In the operational phase, the DevSecOps environment proves invaluable for managing security patches and software updates across diverse mission systems within active vehicles. Monitoring the security status and functionality of each vehicle in the fleet ensures ongoing security and optimal system performance.
While aircraft with internal cloud servers use containerized applications for updates and maintenance, this adaptable software architecture is equally applicable to military ground vehicles. Innovations from Wind River and Aptiv could facilitate the implementation of a mobile cloud configuration with a central management computer, capable of on-the-fly updates for computers on different vehicles.
The appeal of software-enabled systems lies in their capacity to customize a system or machine for multiple purposes. An armored vehicle’s single configuration can be tailored to a specific mission and easily reconfigured to meet evolving field conditions, address new requirements, accommodate changes in mission priorities, or respond to unexpected situations. Swift field updates are achievable through a conventional cloud network or a mobile tactical cloud, especially in environments where communication is sporadic or nonexistent.
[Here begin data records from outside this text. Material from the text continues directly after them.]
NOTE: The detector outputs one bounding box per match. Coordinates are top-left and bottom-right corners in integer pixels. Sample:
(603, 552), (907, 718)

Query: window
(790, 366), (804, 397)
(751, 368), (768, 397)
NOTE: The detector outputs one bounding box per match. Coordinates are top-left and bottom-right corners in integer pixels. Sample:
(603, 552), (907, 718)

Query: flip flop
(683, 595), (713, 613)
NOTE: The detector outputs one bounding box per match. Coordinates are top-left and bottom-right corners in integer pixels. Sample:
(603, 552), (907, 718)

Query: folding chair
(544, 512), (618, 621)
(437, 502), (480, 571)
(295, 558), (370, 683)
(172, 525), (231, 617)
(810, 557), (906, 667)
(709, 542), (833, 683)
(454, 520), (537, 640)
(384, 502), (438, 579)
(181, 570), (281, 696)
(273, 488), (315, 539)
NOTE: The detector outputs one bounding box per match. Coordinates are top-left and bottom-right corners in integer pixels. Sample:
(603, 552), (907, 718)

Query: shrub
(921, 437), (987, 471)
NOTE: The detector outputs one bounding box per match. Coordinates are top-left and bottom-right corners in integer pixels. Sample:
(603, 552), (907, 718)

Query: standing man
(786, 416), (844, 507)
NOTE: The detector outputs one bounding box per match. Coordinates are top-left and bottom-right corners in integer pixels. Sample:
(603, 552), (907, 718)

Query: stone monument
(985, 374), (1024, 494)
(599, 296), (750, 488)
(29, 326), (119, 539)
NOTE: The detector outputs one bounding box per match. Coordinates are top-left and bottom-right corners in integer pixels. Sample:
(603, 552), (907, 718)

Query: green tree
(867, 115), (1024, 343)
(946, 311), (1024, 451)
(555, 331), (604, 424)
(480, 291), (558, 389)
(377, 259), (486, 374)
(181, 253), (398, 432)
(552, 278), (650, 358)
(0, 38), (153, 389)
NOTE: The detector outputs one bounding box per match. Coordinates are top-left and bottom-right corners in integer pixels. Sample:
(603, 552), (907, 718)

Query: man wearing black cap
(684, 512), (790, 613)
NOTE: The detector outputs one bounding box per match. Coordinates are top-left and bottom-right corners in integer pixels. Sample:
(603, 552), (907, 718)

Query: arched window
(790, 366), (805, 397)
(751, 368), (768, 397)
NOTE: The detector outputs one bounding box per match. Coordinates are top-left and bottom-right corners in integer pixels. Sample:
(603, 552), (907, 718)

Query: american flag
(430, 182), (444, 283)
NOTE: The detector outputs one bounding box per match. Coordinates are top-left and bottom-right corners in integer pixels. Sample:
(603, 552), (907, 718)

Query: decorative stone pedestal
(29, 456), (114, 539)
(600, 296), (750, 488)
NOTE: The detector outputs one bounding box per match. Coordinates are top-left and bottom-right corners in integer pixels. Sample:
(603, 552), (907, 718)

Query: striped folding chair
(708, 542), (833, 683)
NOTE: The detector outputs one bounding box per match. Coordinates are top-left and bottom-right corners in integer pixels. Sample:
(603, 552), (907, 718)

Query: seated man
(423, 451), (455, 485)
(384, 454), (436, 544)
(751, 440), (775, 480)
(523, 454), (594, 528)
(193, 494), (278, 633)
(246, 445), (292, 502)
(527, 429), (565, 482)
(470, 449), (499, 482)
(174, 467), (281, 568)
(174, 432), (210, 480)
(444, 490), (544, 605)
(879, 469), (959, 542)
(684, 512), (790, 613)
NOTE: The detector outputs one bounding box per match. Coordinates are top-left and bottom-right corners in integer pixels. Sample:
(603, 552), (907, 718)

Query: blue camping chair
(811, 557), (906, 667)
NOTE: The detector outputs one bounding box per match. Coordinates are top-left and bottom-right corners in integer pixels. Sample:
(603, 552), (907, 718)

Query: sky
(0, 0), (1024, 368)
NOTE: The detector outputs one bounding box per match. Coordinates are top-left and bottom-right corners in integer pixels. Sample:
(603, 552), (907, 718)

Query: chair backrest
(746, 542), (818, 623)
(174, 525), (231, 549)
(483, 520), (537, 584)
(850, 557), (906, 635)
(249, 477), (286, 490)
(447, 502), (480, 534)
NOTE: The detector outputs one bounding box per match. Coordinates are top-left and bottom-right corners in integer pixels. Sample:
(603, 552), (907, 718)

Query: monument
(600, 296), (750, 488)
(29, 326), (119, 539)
Accelerating Development and Enhancing Security Through Simulation
Wind River simulation technologies empower teams to construct and assess simulations of systems within a cloud-native setting. By automating the integration and deployment processes in a simulation of the final system, much of the intricate development work can be accomplished without the need for hardware prototypes. Developers situated in different locations can collaborate on a final design, validate components for interoperability, ensure software compatibility, conduct regression testing, and verify that requirements are met. This approach can streamline development cycles by eliminating delays associated with hardware supply chains and identifying design issues before investing in hardware prototypes.
Simulation also enables teams to subject components and systems to various security tests. In a simulated environment, combined with cutting-edge container technology, the identification of vulnerabilities—whether they are new malware, recently discovered cybersecurity threats, or weaknesses in applications or operating systems—can prompt swift action. Patches can be implemented using containers, often without disrupting the deployed system.
Electric and Hybrid-Electric Military Vehicles
In partnership with the automotive industry, the U.S. Defense Department is actively exploring the integration of electric and hybrid-electric drive technologies across substantial segments of the military. However, refueling electric vehicles in the field presents a notable challenge.
Given the substantial weight and high-speed demands of armored vehicles, their engine requirements are rigorous, even when considering hybrid-electric drives, which can contribute significantly to the necessary charging. Despite these challenges, military planners are initiating prototypes. There is potential for the development of vehicles that not only feature high-efficiency energy sources but also operate with minimal noise and low heat signatures.
Speeding Towards the Future
The realization of autonomous and semiautonomous vehicles is on the horizon, and Wind River is collaborating with companies dedicated to bringing this vision to fruition. The rapid progress of edge computing and cloud networking underscores the robust advantages and adaptability of software-enabled machine technology. A growing number of next-generation armored vehicles utilizing these technologies are being constructed globally, and the adoption of this trend is poised to accelerate.